La piel aceitunada del patrullero Mancuso se ruborizó levemente, salvo en determinadas zonas arañadas por el cuerpo auxiliar femenino del Partido de la Paz. Allí la piel estaba simplemente roja.

—Ha sido sólo suerte —comentó el patrullero, carraspeando para librarse de una flema invisible—: Me dieron, una información, un soplo. Luego, ese Burma Jones me dijo que buscase en el armarito, debajo de la barra.

—Una redada hecha por un solo hombre, Angelo.

¿Angelo? El patrullero se convirtió en todo un espectro de matices del naranja al violeta.

—No me extrañaría que consiguiese un ascenso por esto —dijo el sargento—. Hace mucho ya que es usted patrullero. Y hace sólo un par de días yo le consideraba un mequetrefe. ¿Qué le parece eso? ¿Qué dice usted a eso, Mancuso?

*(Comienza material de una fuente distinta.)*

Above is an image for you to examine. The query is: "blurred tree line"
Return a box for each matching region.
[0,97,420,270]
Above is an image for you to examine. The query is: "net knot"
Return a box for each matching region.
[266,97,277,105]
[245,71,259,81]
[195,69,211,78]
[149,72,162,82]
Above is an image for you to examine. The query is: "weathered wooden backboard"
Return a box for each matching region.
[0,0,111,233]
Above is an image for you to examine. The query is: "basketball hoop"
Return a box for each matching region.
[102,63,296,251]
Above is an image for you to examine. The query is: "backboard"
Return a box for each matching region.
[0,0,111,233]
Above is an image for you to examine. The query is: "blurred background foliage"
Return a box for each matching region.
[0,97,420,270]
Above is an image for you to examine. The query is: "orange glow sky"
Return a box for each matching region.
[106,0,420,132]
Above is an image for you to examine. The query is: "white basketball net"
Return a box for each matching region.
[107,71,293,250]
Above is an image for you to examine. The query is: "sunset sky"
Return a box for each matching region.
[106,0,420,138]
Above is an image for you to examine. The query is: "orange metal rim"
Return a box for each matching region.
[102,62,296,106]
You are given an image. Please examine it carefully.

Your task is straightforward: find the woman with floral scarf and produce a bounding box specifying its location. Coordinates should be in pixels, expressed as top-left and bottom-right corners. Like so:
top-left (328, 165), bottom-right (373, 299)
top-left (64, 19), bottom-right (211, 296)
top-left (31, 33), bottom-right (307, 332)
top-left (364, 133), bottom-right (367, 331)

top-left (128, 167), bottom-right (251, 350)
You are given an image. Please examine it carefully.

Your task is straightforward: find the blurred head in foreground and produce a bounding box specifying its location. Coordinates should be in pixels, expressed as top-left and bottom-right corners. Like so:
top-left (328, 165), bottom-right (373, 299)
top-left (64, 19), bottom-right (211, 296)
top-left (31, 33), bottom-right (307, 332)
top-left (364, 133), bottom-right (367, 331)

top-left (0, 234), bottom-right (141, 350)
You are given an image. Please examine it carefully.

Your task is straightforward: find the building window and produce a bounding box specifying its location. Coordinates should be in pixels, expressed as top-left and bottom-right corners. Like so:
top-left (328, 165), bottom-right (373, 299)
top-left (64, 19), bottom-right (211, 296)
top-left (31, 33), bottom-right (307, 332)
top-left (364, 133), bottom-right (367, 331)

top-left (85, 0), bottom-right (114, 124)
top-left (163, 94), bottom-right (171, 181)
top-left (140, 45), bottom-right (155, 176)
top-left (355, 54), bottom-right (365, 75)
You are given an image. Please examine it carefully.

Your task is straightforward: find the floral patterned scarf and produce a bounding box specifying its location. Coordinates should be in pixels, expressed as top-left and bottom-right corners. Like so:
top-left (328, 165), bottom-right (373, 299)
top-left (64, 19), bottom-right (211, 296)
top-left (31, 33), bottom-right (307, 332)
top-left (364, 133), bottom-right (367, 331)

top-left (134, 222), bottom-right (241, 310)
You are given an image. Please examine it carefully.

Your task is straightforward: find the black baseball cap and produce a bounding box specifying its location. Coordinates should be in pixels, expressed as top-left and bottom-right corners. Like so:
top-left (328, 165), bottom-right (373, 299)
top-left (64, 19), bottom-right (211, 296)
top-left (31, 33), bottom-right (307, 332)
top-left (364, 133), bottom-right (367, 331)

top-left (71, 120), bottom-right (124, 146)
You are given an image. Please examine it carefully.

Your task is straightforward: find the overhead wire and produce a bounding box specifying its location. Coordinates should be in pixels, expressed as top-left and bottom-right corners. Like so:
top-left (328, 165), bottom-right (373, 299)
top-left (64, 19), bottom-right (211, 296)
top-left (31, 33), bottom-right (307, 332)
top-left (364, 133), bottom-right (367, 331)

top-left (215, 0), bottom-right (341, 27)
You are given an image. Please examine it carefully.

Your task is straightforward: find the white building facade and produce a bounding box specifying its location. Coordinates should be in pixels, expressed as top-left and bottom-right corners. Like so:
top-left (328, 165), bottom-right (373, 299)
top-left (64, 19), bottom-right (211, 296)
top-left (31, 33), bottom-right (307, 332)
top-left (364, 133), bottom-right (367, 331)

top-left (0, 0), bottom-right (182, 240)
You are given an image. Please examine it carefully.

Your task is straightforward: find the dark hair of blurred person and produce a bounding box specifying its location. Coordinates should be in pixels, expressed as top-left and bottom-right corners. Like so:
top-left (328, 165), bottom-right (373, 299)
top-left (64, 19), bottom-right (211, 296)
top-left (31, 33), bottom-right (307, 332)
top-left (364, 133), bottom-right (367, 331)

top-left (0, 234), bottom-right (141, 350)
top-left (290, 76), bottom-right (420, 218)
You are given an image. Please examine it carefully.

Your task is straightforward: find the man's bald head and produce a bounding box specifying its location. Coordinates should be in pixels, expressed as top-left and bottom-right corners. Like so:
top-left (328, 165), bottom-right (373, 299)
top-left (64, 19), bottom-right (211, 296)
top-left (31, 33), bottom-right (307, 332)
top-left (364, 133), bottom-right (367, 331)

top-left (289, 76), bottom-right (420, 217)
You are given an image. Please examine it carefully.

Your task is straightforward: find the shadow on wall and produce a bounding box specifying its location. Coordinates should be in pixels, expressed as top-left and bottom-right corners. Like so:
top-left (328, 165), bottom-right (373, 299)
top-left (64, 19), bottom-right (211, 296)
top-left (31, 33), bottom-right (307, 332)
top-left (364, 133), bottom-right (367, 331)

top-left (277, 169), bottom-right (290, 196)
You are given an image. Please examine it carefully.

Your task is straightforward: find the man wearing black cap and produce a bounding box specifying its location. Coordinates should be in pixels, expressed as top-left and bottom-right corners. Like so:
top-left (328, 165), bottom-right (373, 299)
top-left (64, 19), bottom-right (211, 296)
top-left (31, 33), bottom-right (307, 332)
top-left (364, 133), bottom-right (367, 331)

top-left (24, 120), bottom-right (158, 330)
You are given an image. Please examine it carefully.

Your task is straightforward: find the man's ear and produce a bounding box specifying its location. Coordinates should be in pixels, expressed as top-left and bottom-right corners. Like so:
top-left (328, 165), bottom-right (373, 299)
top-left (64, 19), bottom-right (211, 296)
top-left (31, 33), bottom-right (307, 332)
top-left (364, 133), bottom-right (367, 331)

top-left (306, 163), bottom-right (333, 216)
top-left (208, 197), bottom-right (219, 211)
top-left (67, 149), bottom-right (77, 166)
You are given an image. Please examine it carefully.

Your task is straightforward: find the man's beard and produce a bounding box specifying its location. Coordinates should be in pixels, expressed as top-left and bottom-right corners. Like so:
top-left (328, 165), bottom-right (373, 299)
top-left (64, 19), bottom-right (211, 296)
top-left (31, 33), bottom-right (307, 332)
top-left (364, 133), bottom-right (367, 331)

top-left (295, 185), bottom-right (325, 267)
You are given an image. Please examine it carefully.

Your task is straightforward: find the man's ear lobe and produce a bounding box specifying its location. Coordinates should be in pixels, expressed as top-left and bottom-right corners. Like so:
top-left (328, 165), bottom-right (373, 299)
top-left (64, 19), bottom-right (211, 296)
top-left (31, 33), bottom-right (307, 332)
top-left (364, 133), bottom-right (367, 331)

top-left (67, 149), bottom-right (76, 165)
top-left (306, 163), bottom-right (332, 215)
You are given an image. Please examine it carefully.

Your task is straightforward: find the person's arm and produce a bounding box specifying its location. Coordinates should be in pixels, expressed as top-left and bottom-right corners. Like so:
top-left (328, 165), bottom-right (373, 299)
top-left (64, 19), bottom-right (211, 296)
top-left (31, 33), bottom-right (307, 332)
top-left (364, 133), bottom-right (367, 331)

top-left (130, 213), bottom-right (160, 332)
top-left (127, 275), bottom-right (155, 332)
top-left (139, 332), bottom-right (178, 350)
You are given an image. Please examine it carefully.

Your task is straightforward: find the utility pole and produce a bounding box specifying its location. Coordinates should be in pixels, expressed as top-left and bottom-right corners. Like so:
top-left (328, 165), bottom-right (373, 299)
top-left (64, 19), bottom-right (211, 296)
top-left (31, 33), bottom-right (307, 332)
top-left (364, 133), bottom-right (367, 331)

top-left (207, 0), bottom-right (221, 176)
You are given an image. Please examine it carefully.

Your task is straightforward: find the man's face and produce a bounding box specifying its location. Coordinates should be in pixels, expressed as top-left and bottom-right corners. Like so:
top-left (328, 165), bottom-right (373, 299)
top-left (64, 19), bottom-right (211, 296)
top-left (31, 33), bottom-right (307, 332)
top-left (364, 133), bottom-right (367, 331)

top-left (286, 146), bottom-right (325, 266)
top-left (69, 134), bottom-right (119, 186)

El patrullero Mancuso carraspeó con mucha vehemencia.

—¿Puedo coger mi cámara? —preguntó, casi incoherentemente, una vez despejada la laringe.

VI

Santa Battaglia mostró el periódico a la foto de su madre y dijo: —¿Qué te parece esto, dime? ¿No te enorgulleces de tu nieto Angelo? ¿Te gusta, querida?

Señaló luego la otra foto.

—¿Qué te parece ese chico chiflado de la pobre Irene tumbado ahí en la calle como si fuera una ballena muerta? ¿Verdad que es triste? Esa chica tiene que librarse de ese hijo. ¿Qué hombre va a casarse con Irene con ese gorila por la casa? Nadie, por supuesto.

Santa cogió la foto de su madre y le dio un beso sonoro y húmedo.

—Tú no te preocupes, mujer. Ya sabes que yo rezo por ti.

VII

Claude Robichaux miraba el periódico muy apesadumbrado en el tranvía que le llevaba al hospital. ¿Cómo podía aquel muchachote hacer sufrir así a una mujer tan dulce y delicada como Irene? Estaba tan pálida y tan agotada de las preocupaciones que le causaba aquel hijo. Santa tenía razón: a aquel hijo de Irene había que tratarlo antes de que causara más disgustos a su maravillosa madre.